Why CIEH is joining the Healthy Homes Act campaign

From the moment we are born through to our older years, our home environment exerts a huge influence on our health and wellbeing over the course of our lives. While the UK has some of the oldest housing stock in Europe, which comes with its own challenges, we also need to ensure that the homes being built today are as healthy, safe and futureproofed as they can be in order to support the wellbeing of people now and for future generations.
With more of us working from home than ever before, the quality and suitability of our housing has come to the fore. What is immediately outside of our homes also matters: access to green spaces, reliable and clean transport options, and opportunities for active travel and physical exercise nearby are also key to supporting good health.
The Town and Country Planning Association’s Healthy Homes Act campaign aims to tackle the issue of healthy new housing at source by giving the Secretary of State for Housing, Communities and Local Government an explicit duty to secure the health, safety and wellbeing of everyone living in or affected by buildings.
This broad duty aims to bring together the often disparate parts of the housing system, from planning to building control and housing standards enforced by environmental health teams, into one place so that the focus is directly on people’s health. It would also ensure that a set of key principles that define healthy homes and neighbourhoods would be enshrined in law and could therefore be successfully defended at the planning stage.

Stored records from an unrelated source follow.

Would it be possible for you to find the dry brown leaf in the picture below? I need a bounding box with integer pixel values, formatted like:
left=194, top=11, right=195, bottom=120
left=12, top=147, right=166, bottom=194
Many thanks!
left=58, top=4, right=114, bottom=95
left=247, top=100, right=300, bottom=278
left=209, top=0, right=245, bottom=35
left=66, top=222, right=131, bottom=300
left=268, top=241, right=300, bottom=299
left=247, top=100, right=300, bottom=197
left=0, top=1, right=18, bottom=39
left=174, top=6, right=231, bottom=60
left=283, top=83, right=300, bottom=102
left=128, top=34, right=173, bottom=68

Many of the starkest examples of poor-quality new housing have been enabled through the relaxation of the planning system in the form of permitted development rights. Since 2015, these have allowed offices and warehouses to be converted into homes without planning permission, and from 2020 have also applied to two-storey extensions to existing houses, shops, and the demolition of commercial buildings and rebuilding as homes.
The Government’s own commissioned research has already shown that housing provided through the permitted development route results in less healthy than that through the normal planning route, by enabling residential conversion to take place in inappropriate locations and buildings.
Local authorities often have no powers to stop these from going ahead, and once converted, the ensuing problems of noise, air pollution, odours and other problems with this type of housing falls to environmental health teams across the country to investigate and rectify.
The Healthy Homes Act, if implemented, would not end permitted development or block the Government’s planning reforms, but it would effectively outlaw the creation of new homes and neighbourhoods which undermine people’s health, safety and wellbeing.